Ford CEO Jim Farley has recently said that the US is facing a critical shortage of skilled labour, with the automaker struggling to fill 5,000 mechanic positions despite offering salaries of up to $120,000 (about Rs 1 crore) —nearly double the median American wage. Farley made the remarks on the Office Hours: Business Edition podcast, calling the situation “a wake-up call.”
He told host Monica Langley that the problem extends beyond Ford. “We have over a million openings in critical jobs—emergency services, trucking, factory workers, plumbers, electricians, and tradesmen. It’s a very serious thing,” he said.
Elaborating on the amount of time it takes to train workers, the Ford CEO said learning to take a diesel engine out of a Ford Super Duty truck takes at least five years. He attributed the problem to the lack of education and training.

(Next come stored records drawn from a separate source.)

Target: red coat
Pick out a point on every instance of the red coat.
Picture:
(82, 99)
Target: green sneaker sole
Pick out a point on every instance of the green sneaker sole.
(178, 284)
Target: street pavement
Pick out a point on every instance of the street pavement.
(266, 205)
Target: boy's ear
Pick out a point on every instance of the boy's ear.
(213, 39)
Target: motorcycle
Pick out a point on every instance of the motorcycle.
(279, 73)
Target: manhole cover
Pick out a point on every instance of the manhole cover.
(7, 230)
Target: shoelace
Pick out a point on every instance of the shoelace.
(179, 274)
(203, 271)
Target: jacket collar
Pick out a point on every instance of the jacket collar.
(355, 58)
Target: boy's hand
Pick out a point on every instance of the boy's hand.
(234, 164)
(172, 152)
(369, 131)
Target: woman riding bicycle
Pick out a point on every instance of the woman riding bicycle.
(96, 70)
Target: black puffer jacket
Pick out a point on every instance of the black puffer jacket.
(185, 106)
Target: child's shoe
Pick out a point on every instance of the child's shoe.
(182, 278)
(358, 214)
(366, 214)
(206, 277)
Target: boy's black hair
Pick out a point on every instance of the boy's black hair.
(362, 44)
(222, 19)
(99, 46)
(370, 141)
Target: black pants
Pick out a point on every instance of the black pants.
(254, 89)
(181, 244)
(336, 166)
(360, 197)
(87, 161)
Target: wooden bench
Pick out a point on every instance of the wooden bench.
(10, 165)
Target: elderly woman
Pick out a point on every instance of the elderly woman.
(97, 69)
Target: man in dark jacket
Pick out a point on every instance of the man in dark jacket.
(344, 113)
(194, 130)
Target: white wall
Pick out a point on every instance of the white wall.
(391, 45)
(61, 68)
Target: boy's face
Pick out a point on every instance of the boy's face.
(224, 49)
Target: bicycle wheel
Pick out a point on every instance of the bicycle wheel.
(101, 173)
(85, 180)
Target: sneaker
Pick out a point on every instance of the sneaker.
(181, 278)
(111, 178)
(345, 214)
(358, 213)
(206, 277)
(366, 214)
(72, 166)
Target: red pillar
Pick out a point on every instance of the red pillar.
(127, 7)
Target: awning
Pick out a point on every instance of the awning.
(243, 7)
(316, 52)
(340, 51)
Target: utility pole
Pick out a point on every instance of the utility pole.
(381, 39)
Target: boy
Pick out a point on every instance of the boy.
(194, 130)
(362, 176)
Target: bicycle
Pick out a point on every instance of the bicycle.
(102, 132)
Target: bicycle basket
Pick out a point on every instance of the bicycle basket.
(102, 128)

The current system is not meeting the standard, he added.
Yet, Farley said it is these mechanical jobs like the ones at Ford that made the US "what it is" and let people such as his grandfather -- who was employee 389 at the company -- to have good lives. “We are not investing in educating a next generation of people like my grandfather who had nothing, who built a middle-class life and a future for his family,” he said.
Trump defends H1-B visa: We don't have a lot of talented people in the US
The Ford CEO's comments also come at a time when even the US President Donald Trump has acknowledged the need to bring skilled labour into the country despite his administration tightening visa rules that make it harder for organisations seeking such workers.

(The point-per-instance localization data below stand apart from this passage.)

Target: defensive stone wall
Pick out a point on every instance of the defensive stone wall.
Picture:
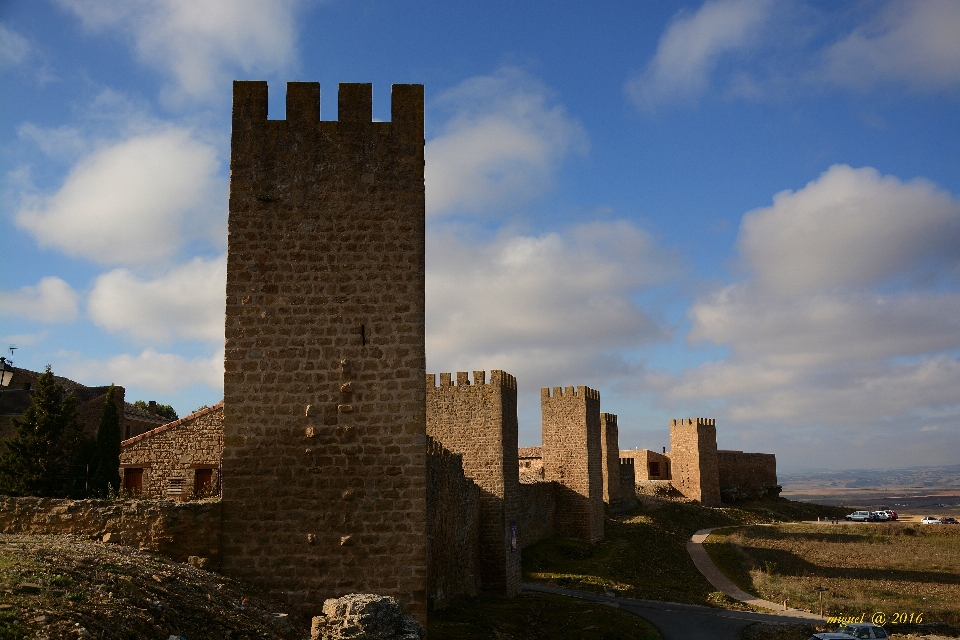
(572, 458)
(453, 524)
(324, 463)
(747, 476)
(610, 457)
(479, 422)
(628, 483)
(177, 530)
(179, 460)
(693, 455)
(538, 507)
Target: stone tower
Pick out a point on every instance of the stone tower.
(693, 456)
(610, 454)
(324, 462)
(572, 458)
(479, 421)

In an interview with Fox News’s Laura Ingraham, Trump was on Tuesday asked whether H-1B visas would remain a priority, with Ingraham arguing that the programme could conflict with his push to raise domestic wages.
“You also do have to bring in talent,” Trump said. When Ingraham said the US already had “plenty of talented people here,” he said: “No, you don’t.”
“You don’t have certain talents. And you have to, people have to learn. You can’t take people off, like an unemployment line, and say, ‘I’m going to put you into a factory. We’re going to make missiles,’” he said.
This comes months after his administration imposed a $100,000 application fee on the H-1B visa -- a programme heavily relied upon by major US firms, particularly in the tech sector, to hire overseas talent.